今回は、NECの遠藤信博社長と、日本オラクルの遠藤隆雄社長の発言を紹介する。
「社会ソリューション事業を推進するため、常に市場と顧客を意識したスピード感のある組織体制に再編した」
(NEC 遠藤信博 代表取締役執行役員社長)
NECが4月26日に発表した2015年度(2016年3月期)を最終年度とする中期経営計画において、ICTによる社会インフラの高度化に向けた社会ソリューション事業に注力していくことを明らかにした。遠藤氏の冒頭の発言は、その説明の中で同事業を推進するための組織体制の再編に言及したものである。
NEC 代表取締役執行役員社長 遠藤信博氏
遠藤氏の説明によると、社会ソリューション事業とは、パブリック(防災、セキュリティ、電子行政、金融)、エンタープライズ(流通、物流、交通)、テレコムキャリア、スマートエネルギーといった4分野の社会インフラを対象としたもので、これらはNECが持つ技術力やソリューションを生かして大きく貢献できる分野だという。
この社会ソリューション事業を推進するために、同社は今年4月、組織体制も大きく再編した。従来はBU(ビジネスユニット)として、ITサービス、社会インフラ、エネルギー、キャリアネットワークを4本柱としていたが、これらを上記の4分野のBUに衣替えした。

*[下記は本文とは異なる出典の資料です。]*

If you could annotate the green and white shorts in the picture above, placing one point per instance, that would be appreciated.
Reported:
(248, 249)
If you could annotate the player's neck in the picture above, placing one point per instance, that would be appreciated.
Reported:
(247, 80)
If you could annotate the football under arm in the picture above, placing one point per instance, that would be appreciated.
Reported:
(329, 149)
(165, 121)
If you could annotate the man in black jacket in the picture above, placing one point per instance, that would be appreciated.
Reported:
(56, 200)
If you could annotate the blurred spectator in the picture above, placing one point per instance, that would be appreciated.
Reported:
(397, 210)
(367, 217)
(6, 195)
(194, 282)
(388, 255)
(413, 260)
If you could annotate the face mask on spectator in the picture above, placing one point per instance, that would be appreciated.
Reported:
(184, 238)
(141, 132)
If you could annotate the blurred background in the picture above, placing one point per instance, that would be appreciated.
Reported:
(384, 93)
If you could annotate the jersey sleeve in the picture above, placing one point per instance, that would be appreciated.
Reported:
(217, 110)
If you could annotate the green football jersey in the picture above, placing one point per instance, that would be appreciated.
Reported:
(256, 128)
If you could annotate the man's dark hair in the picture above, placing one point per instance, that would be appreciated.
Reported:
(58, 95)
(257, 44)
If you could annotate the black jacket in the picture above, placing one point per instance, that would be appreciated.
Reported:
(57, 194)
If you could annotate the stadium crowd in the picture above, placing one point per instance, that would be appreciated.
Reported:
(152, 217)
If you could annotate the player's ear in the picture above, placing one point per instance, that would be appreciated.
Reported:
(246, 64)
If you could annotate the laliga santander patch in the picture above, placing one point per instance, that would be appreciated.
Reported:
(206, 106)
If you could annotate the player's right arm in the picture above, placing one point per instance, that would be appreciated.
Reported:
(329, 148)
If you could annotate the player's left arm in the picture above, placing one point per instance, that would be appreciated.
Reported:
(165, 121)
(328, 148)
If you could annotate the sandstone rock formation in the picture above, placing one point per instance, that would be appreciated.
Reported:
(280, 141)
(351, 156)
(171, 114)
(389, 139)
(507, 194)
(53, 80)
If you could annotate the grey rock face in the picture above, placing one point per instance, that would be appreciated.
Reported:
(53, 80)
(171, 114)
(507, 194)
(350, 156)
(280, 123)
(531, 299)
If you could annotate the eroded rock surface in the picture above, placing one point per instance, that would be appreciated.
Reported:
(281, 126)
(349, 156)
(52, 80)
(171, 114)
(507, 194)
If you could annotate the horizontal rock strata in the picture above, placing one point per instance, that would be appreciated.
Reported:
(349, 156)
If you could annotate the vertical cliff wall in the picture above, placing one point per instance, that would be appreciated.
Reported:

一見、分かりにくい再編だが、それぞれの言葉が示すように、「従来はシーズ起点の個別最適な事業の集合体だったBUを顧客起点で最適化した」(遠藤氏)ところに最大の狙いがある。それを端的に表したのが冒頭の発言である。
さらに、新たな体制では4つのBUを支える横串型の組織として、システムプラットフォームBU、ビジネスイノベーション統括ユニットを設置。これらの組織を通じて、システムプラットフォームの共有化や開発コストの効率化、品質の安定化とともに、新たなビジネスモデルの創出も図っていくとしている。
今回の組織再編では、とくにシステムプラットフォームBUの役どころが注目される。同社の説明によると、あらかじめ特定の業種・業務向けに最適化したサーバやネットワーク機器、ソフトウェアなどを一括して提供することにより、短期間かつ低コストで導入できるシステムを提案していくとしている。
このアプローチは、個別注文に応じることを前提としていた従来のものづくりのプロセスを大きく変えるものとなる。メーカーとしてのプライドをかけた取り組みとも受け取れるが、一方で常に市場のニーズをとらえたものづくりができなければ、横串組織だけに土台から全体が揺らぎかねない。